In 1927, when Marion turned 10, Grace finally decided that she could no longer make enough money in Steelville for her and Marion to have any kind of life. Grace also despaired of her daughter ever "getting out" of the small town that had trapped her when she was wooed there by Cyrus Snow so many years before. Grace's parents, Dora & Samuel Whitney, had never liked Cyrus, and had, in a manner, disowned their daughter when she married the man, but they always told their daughter that their door was open to her if she left him.
Grace was inordinately proud and bullheaded. Also very intelligent, she was, unfortunately at times, very aware of it. That, coupled with her pride and tenacity, led her into marriage with Cyrus. She ran off with the slick-tongued bastard, and then found herself mired in a situation beyond her worst imaginings. Still, however, only reaching the brink of disaster would bring any admission of error or request for aid.
Maggie Snow worried long about Grace & Marion and had long conferences with sister-in-law regarding their situation. Maggie had tried to get Grace to write to her parents in St. Louis since Cyrus' final departure, but she would possibly have had more luck arguing with a rock. However, once her sister-in-law saw how desperate the situation had really become, she wrote to Dora & Samuel for the first time in more years than she could remember.
The return missive from the Whitneys arrived promptly for 1927, full of welcome and anticipation for Grace and Marion's impending arrival. The most important item in the envelope, apart from $20, was a pair of train tickets from Cuba, MO to St. Louis Union Station, dated for Monday, May 3rd, just weeks after Marion's 10th birthday.
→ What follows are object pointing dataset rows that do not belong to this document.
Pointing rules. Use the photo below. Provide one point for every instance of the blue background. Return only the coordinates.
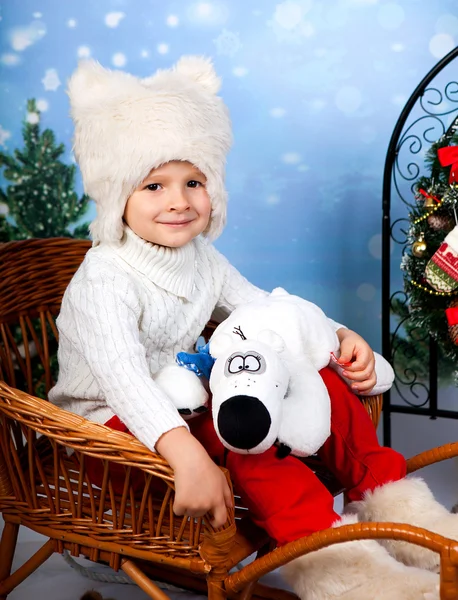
(314, 89)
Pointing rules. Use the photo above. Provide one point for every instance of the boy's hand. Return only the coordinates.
(200, 486)
(358, 360)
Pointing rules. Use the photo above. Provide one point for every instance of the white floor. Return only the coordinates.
(55, 580)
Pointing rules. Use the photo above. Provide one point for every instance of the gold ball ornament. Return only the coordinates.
(419, 247)
(441, 223)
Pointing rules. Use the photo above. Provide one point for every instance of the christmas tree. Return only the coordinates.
(430, 264)
(40, 200)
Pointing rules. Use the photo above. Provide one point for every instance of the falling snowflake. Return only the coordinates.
(172, 21)
(119, 59)
(33, 118)
(277, 113)
(291, 158)
(240, 71)
(10, 59)
(4, 135)
(51, 80)
(42, 105)
(23, 37)
(83, 52)
(227, 43)
(113, 19)
(288, 22)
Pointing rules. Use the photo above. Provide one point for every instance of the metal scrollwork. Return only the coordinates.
(424, 119)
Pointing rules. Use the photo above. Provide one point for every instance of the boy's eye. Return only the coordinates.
(153, 187)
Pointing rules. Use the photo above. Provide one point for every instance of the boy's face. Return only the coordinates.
(171, 206)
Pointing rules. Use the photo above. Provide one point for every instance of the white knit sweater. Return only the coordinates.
(126, 313)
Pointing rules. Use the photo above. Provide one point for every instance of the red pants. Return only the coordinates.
(284, 496)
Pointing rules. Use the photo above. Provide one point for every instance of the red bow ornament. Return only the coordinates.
(449, 156)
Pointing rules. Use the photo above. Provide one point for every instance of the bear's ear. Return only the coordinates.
(220, 344)
(272, 339)
(199, 69)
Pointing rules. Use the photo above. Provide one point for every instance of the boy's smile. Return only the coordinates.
(171, 206)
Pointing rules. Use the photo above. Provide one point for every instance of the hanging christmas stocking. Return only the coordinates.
(442, 270)
(452, 318)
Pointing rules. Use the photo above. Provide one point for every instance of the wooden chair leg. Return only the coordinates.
(7, 548)
(143, 582)
(216, 589)
(11, 581)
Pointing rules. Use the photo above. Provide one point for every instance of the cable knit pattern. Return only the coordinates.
(127, 312)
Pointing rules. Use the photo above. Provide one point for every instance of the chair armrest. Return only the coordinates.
(430, 457)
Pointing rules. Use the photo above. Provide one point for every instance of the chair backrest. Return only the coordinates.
(33, 277)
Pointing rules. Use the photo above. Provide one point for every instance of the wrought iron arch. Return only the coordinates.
(428, 110)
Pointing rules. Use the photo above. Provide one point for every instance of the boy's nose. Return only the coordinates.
(179, 203)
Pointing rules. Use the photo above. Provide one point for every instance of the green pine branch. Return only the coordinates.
(424, 314)
(41, 197)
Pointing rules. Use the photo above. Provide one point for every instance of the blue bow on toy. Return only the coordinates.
(201, 363)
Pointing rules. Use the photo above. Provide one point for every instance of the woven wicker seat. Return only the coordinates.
(45, 488)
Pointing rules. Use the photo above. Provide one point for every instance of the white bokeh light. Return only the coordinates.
(348, 99)
(9, 59)
(277, 112)
(375, 246)
(272, 199)
(83, 52)
(447, 24)
(289, 14)
(291, 158)
(390, 15)
(42, 105)
(368, 134)
(441, 44)
(172, 21)
(163, 48)
(366, 292)
(240, 71)
(23, 37)
(32, 118)
(51, 81)
(119, 59)
(208, 13)
(113, 19)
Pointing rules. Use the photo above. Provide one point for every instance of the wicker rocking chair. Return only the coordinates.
(48, 491)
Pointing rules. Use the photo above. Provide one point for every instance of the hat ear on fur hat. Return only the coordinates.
(126, 126)
(199, 69)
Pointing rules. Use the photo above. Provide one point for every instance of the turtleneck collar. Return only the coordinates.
(172, 269)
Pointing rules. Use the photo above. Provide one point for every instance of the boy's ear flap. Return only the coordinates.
(201, 70)
(272, 339)
(220, 344)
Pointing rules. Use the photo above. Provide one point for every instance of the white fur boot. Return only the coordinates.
(408, 501)
(360, 570)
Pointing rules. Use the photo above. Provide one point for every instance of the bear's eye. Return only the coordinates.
(252, 363)
(235, 364)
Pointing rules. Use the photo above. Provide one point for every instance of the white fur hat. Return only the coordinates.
(125, 126)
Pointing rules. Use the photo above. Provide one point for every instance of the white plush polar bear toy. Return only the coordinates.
(265, 380)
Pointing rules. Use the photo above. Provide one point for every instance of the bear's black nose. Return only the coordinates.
(243, 421)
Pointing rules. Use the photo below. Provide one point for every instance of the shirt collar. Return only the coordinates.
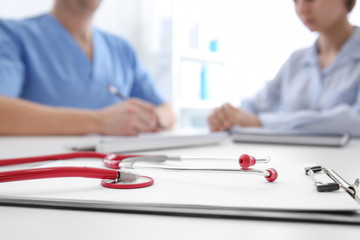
(349, 51)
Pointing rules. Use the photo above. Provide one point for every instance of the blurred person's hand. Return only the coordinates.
(227, 116)
(128, 118)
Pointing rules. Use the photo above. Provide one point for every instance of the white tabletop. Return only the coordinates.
(20, 223)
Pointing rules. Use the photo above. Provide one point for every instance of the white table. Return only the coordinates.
(37, 223)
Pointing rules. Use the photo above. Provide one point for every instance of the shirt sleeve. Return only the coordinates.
(11, 64)
(267, 104)
(341, 119)
(143, 87)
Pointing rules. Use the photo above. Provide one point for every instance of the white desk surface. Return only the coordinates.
(41, 223)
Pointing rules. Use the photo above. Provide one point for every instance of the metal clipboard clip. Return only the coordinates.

The train left mid-morning, so they'd had to leave Steelville in the grey spring dawn to load up in Aunt Maggie's horsedrawn wagon.
Only having made the 8 mile journey to Cuba a few times in her short life, Marion's sense of adventure heightened somewhat, despite the wagon jouncing her brain around for nearly 2 1/2 hours. She experienced growing apprehension as the familiar slipped away behind her Aunt's wagon... every bird and tree and stream were dear to her, as were the cousins and grandparents she had grown up with. Too soon, all she had known was out of sight, but would never be out of her heart.
Vaguely trying to picture what was going to happen today and in the very near future, Marion knew a whirlwind of change was hers, to be sure. Travelling on a train, meeting grandparents of whom she had barely been aware, leaving behind her painting and dreaming in the library, as well as her wild wanderings in the woods and closed up houses around Steelville. Her whole body shook as she thought of closed up spaces, too many people, and feelings of suffocation and darkness swirling sickeningly around her. Marion let her mother and aunt think that the shaking was from the cool morning air while she tried to focus her mind on the adventure instead of her fear.